Éprise de vérité, je fouillais le passé, recoupais les dates, les événements, Avec mon amie Kimou, nous étions parvenues à composer un dossier sur ce fantôme. Une association de journalistes nous facilitait le travail. Je sentais bien que nous n'avions pas les mêmes objectifs. Chaque investigation se soldait par une mauvaise piste, un témoignage erroné, imprécis ou une absence de preuve. Démarche difficile car l'homme changeait de nom, d'adresse. Jusqu'au jour où Kimou m'annonça qu'elle renonçait à poursuivre le combat et détruisit par le feu tous nos documents. Désolée autant que découragée, j'abandonnai mes recherches tout en gardant une certaine frustration au fond de moi, comme s’il me fallait attendre encore longtemps pour connaître la vérité.

Les seules larmes versées provenaient du visage des trois vieilles pleureuses payées pour l'occasion.

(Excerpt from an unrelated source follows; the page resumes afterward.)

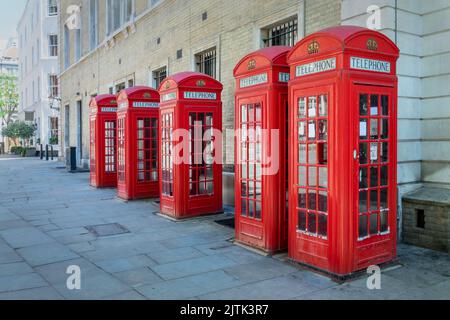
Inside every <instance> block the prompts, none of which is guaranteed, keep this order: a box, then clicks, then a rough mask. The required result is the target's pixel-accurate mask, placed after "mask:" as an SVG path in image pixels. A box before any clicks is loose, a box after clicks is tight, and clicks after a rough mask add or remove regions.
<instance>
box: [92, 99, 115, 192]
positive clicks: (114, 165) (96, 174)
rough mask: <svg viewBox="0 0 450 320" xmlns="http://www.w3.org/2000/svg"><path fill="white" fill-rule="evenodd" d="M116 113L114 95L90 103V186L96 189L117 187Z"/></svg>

Je profitais de la situation en invoquant une douleur profonde, pour m'éloigner de Lian et me rapprocher de ma mère. Elle avait besoin de me raconter sa jeunesse et de te transmettre la part romantique de ton grand-père. Ses souvenirs nous rapprochèrent toutes les trois. Pendant les quinze jours de vacances accordées par ma société, maman ressentit la nécessité de nous emmener voir son frère cadet qui était resté dans leur village natal.